My droid x broke so after talking to a Verizon rep, he said i can change to any device free of charge as long as it's 3G, so i was just wondering what Verizon 3G device is best for general "hacking", because i would like to get into rom development and was wondering what device would be the best.


----------



## DrMacinyasha (Jun 6, 2011)

Droid Incredible 2 seems fairly popular, and has S-OFF and CyanogenMod already so you can start cooking AOSP (read: CM kang) ROMs. And it's also great if you travel abroad since it's got that unlocked GSM radio.

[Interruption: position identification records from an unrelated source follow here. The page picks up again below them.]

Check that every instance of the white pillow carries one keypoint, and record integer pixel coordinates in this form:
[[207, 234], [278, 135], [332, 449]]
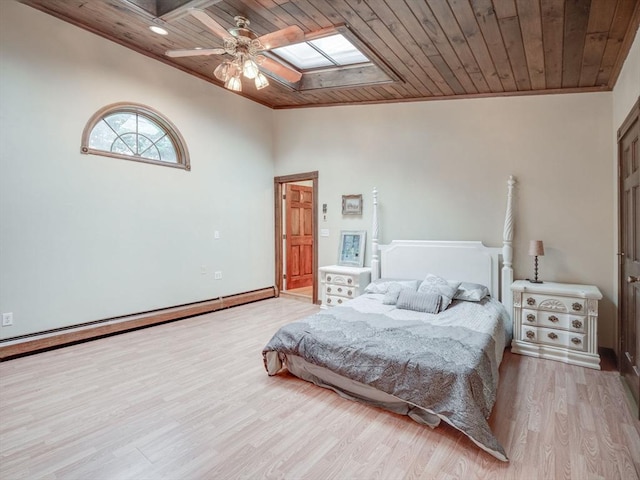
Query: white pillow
[[470, 292], [382, 285], [393, 293], [435, 284]]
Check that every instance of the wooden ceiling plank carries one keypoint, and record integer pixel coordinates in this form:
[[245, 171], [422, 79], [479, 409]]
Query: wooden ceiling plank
[[449, 77], [531, 26], [488, 22], [395, 24], [552, 12], [505, 8], [423, 45], [290, 14], [432, 28], [313, 13], [510, 28], [475, 39], [594, 46], [361, 28], [621, 25], [406, 64], [458, 41], [576, 19], [601, 15]]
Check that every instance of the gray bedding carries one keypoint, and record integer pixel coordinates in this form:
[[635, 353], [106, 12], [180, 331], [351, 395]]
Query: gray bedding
[[446, 364]]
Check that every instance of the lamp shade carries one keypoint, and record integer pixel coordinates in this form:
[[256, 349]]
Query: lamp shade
[[536, 248]]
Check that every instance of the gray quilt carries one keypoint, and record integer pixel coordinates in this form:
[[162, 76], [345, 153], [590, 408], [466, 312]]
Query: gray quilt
[[446, 369]]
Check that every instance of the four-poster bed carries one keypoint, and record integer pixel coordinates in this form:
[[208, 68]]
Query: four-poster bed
[[425, 340]]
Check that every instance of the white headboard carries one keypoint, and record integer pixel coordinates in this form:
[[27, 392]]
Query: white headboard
[[453, 260]]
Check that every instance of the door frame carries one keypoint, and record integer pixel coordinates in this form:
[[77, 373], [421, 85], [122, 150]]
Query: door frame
[[278, 189], [634, 115]]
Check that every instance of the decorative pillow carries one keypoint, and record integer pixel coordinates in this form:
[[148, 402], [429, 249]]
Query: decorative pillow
[[391, 297], [434, 284], [419, 301], [382, 285], [471, 292]]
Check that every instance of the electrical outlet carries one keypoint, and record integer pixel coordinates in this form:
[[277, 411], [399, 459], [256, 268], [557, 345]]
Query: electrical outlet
[[7, 319]]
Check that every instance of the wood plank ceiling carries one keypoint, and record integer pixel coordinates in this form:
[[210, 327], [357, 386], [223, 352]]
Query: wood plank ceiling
[[435, 48]]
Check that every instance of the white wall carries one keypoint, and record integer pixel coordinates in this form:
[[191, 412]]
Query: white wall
[[86, 237], [441, 168]]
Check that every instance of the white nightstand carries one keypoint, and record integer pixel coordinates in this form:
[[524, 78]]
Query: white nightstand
[[557, 321], [339, 284]]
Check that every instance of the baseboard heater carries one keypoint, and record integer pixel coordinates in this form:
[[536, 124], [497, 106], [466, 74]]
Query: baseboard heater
[[36, 342]]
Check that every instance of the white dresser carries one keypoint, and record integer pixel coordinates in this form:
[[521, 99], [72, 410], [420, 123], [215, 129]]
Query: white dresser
[[557, 321], [339, 284]]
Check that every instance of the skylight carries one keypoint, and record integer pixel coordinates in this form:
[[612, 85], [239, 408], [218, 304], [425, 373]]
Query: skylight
[[334, 50]]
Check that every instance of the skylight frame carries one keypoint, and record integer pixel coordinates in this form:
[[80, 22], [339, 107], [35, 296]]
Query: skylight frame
[[323, 59]]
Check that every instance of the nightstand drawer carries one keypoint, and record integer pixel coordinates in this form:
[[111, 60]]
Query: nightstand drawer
[[556, 321], [340, 290], [565, 321], [554, 303], [333, 301], [549, 336], [340, 279]]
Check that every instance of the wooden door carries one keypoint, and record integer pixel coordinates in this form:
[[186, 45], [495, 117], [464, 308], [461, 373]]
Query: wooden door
[[299, 236], [629, 284]]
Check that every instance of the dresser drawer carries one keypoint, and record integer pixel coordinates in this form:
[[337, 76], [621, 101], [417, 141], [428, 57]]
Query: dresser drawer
[[549, 336], [333, 301], [565, 321], [340, 290], [554, 303]]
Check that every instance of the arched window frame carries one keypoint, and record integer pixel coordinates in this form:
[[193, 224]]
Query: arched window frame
[[182, 154]]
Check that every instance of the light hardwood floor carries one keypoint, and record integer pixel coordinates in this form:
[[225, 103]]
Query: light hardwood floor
[[191, 400]]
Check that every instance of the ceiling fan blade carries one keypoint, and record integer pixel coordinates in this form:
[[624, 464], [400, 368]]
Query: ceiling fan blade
[[280, 70], [192, 52], [286, 36], [209, 22]]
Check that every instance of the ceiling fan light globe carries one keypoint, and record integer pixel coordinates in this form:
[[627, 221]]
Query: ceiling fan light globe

Keep in mind, no, you can't use it on AT&T, T-Mobile, or a local GSM carrier anywhere in the USA.


----------



## Rootatouille (Aug 3, 2011)

i had the Samsung fascinate and thought that was an incredible device all around..and with CMN's available it only gets better imo.
..i had it for almost a year (witch is a long time for me) and only thing i hated was the Google maps on it..Took FOREVER to find me and my route and could never give me an accurate reading whatsoever ..
but other then that everything was perfect for me.

oh,i take that back,worst part was the battery by faaaaaar the worst.


----------



## ro6666lt (Sep 2, 2011)

...x2!


----------



## Rogan (Jul 9, 2011)

I second the Droid Incredible 2, it's an amazing phone. Stellar battery life, great AOSP roms and tons of Sense Roms to boot.


----------



## b16 (Jun 6, 2011)

Droid Incredible 2.


----------



## gi812 (Jun 14, 2011)

Is the dinc2 really this popular? I've never seen anyone with it and hardly remember it coming out

Sent from my DROIDX using Tapatalk


----------



## Rogan (Jul 9, 2011)

Its more popular around the people I know. I myself couldn't handle that pentile screen at all. The x2 may have the tegra processor but the ibc2 has never lagged at all.


----------